A un paio di giorni dalla conclusione la 62ª Seminci  ha presentato in concorso l’interessante film turco già visto e scritto da Karlovy Vary, Daha di Onur Saylak. A seguire,  il secondo film di Chloé Zhao, sceneggiatrice, regista e produttrice cinese, studentessa di scienze politiche al Mount Holyoke College del Massachusetts e di produzione cinematografica all’universitá di New York. Il film s’intitola The Rider (Il cavaliere), e a Cannes ha ottenuto il Premio Art Cinèma della Quinzaine. Ispirato dall’incidente occorso a un preparatore di cavalli, vincitore di molti rodei, Brady Jandreau, il film si avvale dell’interpretazione degli stessi protagonisti della vicenda. Si apre con Brady, operato alla testa dopo una rovinosa caduta. Allo specchio il giovane si toglie i punti della ferita. Sotto gli hanno inserito una piastra e gli è stato detto di non montare piú cavalli selvaggi perchè potrebbe essere l’ultima volta della sua vita. Il tema del film è subito chiarito. In una società rurale di uomini forti, Brady si sente un estraneo, e sebbene suo fratello, ferito in un rodeo di tori sia costretto su una sedia a rotelle, lui è impaziente di poter ricominciare. Il film dura poco piú di cento minuti e con un minimo di sceneggiatura trascorre descrivendo timori, tentativi e rinunce della giovane promessa del rodeo intervallate con sconfinate immagini della prateria. Fuor di dubbio che Brady, i suoi familiari e i suoi amici recitino bene sè stessi, come non è da mettere in dubbio  il piacere di coloro che frequentano i cavalli nel vedere la cura che il protagonista ha degli equini, ma allo spettatore  comune il film ha veramente poco da raccontare.
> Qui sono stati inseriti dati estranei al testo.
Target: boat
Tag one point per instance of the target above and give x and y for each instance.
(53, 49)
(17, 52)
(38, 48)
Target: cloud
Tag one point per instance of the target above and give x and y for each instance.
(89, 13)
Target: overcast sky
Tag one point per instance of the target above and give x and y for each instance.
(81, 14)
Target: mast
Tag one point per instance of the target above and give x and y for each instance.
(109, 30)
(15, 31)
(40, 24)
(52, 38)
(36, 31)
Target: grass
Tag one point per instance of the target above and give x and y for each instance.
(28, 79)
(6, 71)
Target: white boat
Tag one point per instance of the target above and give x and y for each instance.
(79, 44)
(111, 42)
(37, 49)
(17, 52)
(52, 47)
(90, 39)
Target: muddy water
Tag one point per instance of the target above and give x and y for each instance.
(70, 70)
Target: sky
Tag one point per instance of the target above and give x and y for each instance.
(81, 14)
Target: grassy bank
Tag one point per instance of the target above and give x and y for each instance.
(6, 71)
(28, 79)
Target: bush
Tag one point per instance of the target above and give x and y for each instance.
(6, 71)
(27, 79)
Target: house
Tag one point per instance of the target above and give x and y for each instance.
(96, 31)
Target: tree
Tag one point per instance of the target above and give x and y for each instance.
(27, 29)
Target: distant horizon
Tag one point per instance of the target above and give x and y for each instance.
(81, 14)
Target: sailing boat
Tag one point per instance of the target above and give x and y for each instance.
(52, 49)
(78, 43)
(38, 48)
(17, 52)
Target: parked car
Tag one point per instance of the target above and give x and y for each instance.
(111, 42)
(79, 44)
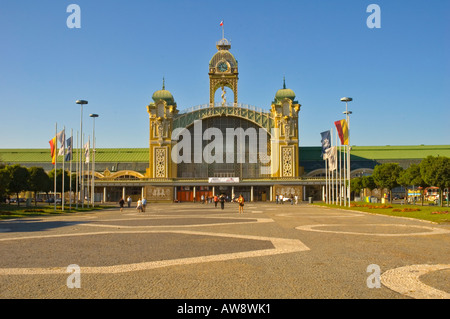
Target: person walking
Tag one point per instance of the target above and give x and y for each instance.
(121, 203)
(144, 204)
(139, 205)
(222, 201)
(241, 203)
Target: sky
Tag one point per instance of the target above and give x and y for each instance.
(398, 75)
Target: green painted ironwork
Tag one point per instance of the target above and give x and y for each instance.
(258, 116)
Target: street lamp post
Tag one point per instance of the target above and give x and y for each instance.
(93, 159)
(347, 113)
(81, 102)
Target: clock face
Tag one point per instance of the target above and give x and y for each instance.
(222, 67)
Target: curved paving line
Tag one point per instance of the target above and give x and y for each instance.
(281, 246)
(432, 230)
(406, 281)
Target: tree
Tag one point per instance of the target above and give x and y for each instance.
(19, 177)
(386, 176)
(367, 182)
(39, 181)
(356, 185)
(411, 177)
(59, 174)
(435, 171)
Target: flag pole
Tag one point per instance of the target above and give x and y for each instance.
(337, 170)
(332, 171)
(56, 160)
(326, 180)
(88, 172)
(63, 172)
(83, 162)
(77, 194)
(70, 169)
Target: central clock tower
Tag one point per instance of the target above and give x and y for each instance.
(223, 71)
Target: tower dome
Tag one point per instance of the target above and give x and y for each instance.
(284, 93)
(163, 95)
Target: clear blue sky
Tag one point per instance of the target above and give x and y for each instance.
(398, 75)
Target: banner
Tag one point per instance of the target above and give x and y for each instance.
(52, 143)
(332, 158)
(342, 130)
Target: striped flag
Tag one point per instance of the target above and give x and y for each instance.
(52, 143)
(342, 130)
(61, 136)
(326, 143)
(69, 149)
(86, 151)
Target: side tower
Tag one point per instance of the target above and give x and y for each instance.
(285, 110)
(223, 72)
(161, 113)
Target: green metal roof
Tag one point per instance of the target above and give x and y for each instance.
(109, 155)
(313, 153)
(307, 153)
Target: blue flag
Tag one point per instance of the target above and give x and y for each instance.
(69, 149)
(326, 142)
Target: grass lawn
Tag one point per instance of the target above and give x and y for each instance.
(12, 211)
(431, 213)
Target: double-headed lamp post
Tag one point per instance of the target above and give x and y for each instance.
(81, 102)
(347, 113)
(93, 159)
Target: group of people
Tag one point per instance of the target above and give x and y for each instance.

  Ha poco piú di trent’anni José María Cabral, nato a Santo Domingo e probabilmente il piú prolífico regista della Repubblica Dominicana con tre corti, tre documentari e tre lungometraggi. Il quarto film, Carpinteros (Carpentieri) è stato presentato in concorso alla 52ª Seminci. 106 minuti all’interno delle carceri dominicane di Najayo e la Victoria dove il regista lascia affiorare la storia d’amore tra Julián, incarcerato da poco, e Yanelly, la donna di un capobanda che ha scoperto di essere stata tradita. Dietro reti di protezione, i detenuti comunicano con un movimento delle mani che viene chiamato carpinteo, da qui il titolo del film. Julián comunica con Yanelly trasmettendo messaggi di Manaury, pericoloso  detenuto che detiene un potere nel suo settore, ma facendo da tramite, Julián incontra la simpatía della donna che ha perso fiducia nel suo ex e si innamora di lui.

  Il regista ha vissuto nove mesi all’interno del carcere per familiarizzare con l’ambiente e con i detenuti che ha fatto recitare nel film accanto agli attori protagonisti. Il dramma carcerario che ne risulta, oltre a mostrare le condizioni miserabili delle carceri dove la maggior parte dei detenuti dorme per terra e dove un calderone di brodaglia dovrebbe sfamarli, descrive il sogno di libertá che molti vivono riuscendo a comunicare messaggi che le guardie non decifrano. E in particolare mette a fuoco la nuova vita di Julián, detenuto senza speranza, rigenerato dall’amore. Non solo l’amore, peró. Nelle carceri latita la morte, e i due protagonisti dovranno fare i conti con Manaury che non ha gradito lo sgambetto. Per chi non soffre di claustrofobia e non disdegna i racconti carcerari va detto che il film contiene tutte le dinamiche del genere: soprusi, agguati, sotterfugi, scontri e rivolte attorno a due innamorati che devono mimetizzarsi se vogliono coronare il loro sogno d’amore.